The reason the C standard makes this undefined is because data pointers and 
function pointers may have different sizes on some platforms.  If you pick 
either one for the return type of dlsym(), converting to the other kind of 
pointers will lose some significant bits on some platforms.  If you want to 
make this work on all such platforms, you must make the return type of dlsym
() implementation-defined, and require a typecast.
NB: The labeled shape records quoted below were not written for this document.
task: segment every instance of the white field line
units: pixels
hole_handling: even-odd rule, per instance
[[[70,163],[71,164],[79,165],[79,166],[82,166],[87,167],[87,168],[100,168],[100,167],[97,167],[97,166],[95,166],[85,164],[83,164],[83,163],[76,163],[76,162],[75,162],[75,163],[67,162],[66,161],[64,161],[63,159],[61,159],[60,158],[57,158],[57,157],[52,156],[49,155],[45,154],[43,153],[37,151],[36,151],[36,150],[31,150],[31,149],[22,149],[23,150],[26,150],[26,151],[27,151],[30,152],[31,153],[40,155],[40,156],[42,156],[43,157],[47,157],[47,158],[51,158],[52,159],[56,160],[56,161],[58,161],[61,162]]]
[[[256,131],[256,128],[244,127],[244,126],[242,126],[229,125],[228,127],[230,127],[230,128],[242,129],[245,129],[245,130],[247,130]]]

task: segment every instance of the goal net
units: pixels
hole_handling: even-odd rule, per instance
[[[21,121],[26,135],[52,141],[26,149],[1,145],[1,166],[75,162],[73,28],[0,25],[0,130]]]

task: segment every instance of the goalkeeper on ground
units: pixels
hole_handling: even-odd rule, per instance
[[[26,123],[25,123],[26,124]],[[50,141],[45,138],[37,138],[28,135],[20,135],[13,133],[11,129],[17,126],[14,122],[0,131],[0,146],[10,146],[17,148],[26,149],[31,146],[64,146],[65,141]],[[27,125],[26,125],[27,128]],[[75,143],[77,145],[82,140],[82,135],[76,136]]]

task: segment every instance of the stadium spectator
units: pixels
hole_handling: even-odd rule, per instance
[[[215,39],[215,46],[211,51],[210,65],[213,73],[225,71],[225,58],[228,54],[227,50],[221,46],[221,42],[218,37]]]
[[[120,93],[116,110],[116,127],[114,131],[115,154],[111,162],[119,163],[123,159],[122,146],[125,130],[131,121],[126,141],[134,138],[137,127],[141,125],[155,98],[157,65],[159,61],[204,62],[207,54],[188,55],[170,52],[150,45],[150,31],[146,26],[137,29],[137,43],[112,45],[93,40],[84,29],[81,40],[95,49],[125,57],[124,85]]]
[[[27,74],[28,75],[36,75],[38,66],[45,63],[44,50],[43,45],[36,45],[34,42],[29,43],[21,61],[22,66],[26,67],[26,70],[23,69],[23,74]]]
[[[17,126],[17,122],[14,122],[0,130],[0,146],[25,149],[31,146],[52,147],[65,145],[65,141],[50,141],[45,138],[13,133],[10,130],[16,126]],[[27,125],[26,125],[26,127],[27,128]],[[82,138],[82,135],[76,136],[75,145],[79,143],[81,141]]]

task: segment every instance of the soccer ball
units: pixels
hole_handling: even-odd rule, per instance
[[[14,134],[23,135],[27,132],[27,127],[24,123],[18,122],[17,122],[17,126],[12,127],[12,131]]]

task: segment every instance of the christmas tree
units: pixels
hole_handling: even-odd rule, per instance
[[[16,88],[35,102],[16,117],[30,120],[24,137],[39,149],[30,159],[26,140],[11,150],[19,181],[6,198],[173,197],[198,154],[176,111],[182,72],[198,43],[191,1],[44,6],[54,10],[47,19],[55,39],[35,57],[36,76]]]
Of course, you can instead say that you don't care about platforms that have 
data pointers smaller than function pointers; dlsym(), as currently defined, 
has no chance of working on such platforms anyway.

> Oddly enough, I recently ran into this in my own work.  What I ended up
> with is instead of
> 
>       fptr = (int (*)(int))dlsym(handle, "my_function");
>
> I did
> 
>       *(void **)(&fptr) = dlsym(handle, "my_function");
> 
> ... which is, I'll grant, a little kludgy, but is perfectly legal in
> ANSI or ISO C terms.

A little?

It's only "legal" in the sense that it doesn't require the compiler to issue 
a diagnostic; but it is undefined behaviour in ISO C.  And it's actually less 
portable than the original typecast:

  * On a platform where function pointers are smaller than data pointers, 
you're clobbering memory outside of the fptr variable.  A cast from void* to 
a function pointer would just work: yes, it would throw away the extra bits 
instead of storing them in some unrelated variable, but if the symbol you 
asked for indeed was a function, those extra bits would have all been 
insignificant anyway.

 * Even if function pointers are the same size as data pointers, their 
representation could be different.  Imagine a machine that stores function 
pointers as "big endian" (segment, then offset) but data pointers as "little 
endian" (offset, then segment).  A normal typecast would allow the compiler 
to swap the segment and the offset; yours doesn't.